Buck
- Formerly: Buck Consultants; Buck Consultants at Xerox; Conduent HR Services; Mellon HR&IS;
- Industry: Professional services
- Founded: 1916; 110 years ago
- Founder: George B. Buck Sr.
- Headquarters: New York City, United States
- Area served: Worldwide
- Products: Human resource consulting and outsourcing
- Owner: Independent (1916–97); Mellon Financial (1997–2005); ACS (2005-10); Xerox (2010-17); Conduent (2017–18); H.I.G. Capital (2018–23); Arthur J. Gallagher & Co. (2023–present);
- Number of employees: 2,300
- Website: Official website

= Buck (human resources consulting company) =

US human resource consulting firm

Buck (formerly Buck Consultants) is a global HR benefits and human resource consulting firm based in New York City.
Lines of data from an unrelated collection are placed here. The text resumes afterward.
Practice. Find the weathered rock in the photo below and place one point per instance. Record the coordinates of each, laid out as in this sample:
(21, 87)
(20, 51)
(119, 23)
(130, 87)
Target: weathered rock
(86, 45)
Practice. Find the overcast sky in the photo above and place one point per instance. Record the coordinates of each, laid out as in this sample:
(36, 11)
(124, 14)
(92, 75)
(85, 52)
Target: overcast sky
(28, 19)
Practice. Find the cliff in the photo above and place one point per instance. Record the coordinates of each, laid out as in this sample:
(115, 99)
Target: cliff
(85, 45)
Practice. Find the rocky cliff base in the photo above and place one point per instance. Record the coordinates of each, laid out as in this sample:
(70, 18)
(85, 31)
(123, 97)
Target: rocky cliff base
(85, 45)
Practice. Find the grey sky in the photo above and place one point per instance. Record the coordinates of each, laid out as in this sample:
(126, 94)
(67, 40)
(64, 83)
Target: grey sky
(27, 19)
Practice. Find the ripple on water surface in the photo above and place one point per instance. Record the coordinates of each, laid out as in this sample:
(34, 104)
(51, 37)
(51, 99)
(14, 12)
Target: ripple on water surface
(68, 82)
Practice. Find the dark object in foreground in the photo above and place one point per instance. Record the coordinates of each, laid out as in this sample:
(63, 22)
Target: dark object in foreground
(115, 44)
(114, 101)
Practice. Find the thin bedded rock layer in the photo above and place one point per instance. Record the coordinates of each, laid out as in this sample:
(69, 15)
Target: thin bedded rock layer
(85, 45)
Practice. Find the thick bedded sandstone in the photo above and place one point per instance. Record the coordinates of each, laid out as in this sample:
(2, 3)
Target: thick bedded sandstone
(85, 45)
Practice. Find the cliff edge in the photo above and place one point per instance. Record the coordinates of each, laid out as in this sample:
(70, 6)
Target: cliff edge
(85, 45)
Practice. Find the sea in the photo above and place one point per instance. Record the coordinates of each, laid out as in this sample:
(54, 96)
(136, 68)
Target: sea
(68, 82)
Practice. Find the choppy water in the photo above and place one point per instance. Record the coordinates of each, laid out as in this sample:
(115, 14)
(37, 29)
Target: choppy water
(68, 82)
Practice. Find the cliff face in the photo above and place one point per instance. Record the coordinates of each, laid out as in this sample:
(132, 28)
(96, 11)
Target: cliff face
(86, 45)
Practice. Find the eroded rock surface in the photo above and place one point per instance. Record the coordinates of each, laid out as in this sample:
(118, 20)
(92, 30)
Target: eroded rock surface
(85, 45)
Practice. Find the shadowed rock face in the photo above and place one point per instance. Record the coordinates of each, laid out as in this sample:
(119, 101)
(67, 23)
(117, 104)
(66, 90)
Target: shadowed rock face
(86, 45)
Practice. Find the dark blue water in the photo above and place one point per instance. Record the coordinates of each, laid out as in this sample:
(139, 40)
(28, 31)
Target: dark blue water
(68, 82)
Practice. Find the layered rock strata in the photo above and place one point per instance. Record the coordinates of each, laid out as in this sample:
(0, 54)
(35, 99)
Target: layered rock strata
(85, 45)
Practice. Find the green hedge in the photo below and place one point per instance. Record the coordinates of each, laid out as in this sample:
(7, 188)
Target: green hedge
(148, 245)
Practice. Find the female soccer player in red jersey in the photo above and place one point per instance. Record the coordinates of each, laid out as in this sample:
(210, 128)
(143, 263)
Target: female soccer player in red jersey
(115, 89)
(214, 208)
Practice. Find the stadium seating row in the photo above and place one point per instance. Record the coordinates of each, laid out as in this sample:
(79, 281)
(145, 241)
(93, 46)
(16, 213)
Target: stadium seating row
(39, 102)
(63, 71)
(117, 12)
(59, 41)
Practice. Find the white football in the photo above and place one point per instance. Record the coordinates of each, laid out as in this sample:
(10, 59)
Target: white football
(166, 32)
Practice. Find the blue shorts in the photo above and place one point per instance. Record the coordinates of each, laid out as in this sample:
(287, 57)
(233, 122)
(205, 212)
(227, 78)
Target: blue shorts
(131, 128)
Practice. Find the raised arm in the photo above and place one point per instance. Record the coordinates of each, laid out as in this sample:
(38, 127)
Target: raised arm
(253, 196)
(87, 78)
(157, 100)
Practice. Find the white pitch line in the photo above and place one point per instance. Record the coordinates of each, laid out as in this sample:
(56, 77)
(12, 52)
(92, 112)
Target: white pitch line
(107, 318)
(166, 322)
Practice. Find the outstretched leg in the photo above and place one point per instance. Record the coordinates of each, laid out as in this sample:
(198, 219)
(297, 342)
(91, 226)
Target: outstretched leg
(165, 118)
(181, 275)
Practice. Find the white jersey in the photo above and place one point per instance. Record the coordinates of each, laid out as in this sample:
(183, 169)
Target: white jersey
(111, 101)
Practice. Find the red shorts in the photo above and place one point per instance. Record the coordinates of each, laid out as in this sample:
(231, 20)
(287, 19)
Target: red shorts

On April 3, 2023, the company was acquired by Arthur J. Gallagher & Co.

==History==
Founded as an actuarial firm in New York City in 1916 by George B. Buck Sr., in 2016 the firm had more than 1,500 employees and affiliates in nearly 200 global locations.

Buck Consultants remained an independent organization until 1997 when it was acquired by Mellon Financial. The Buck Consultants brand name was scrapped in late 2003 when Mellon unified various business lines under the name Mellon Human Resource & Investor Solutions (Mellon HR&IS).

Affiliated Computer Services (ACS) acquired Mellon's human resource businesses in 2005 and reintroduced the Buck Consultants brand. In 2010, Xerox acquired ACS for $6.4 billion. Buck Consultants was later rebranded as "Buck Consultants at Xerox".

At the beginning of 2017, Conduent was spun off from Xerox. Buck Consultants, which was one of the businesses spun off, was renamed Conduent HR Services.

In May 2018, Conduent announced that it would sell the Buck Consultants portion of its business to H.I.G. Capital, starting the clock on a 90-day transition period in which it hoped to complete the sale. Immediately after the close of the deal on August 13, the business became known as Buck.

Arthur J. Gallagher & Co. completed the acquisition of Buck in April 2023.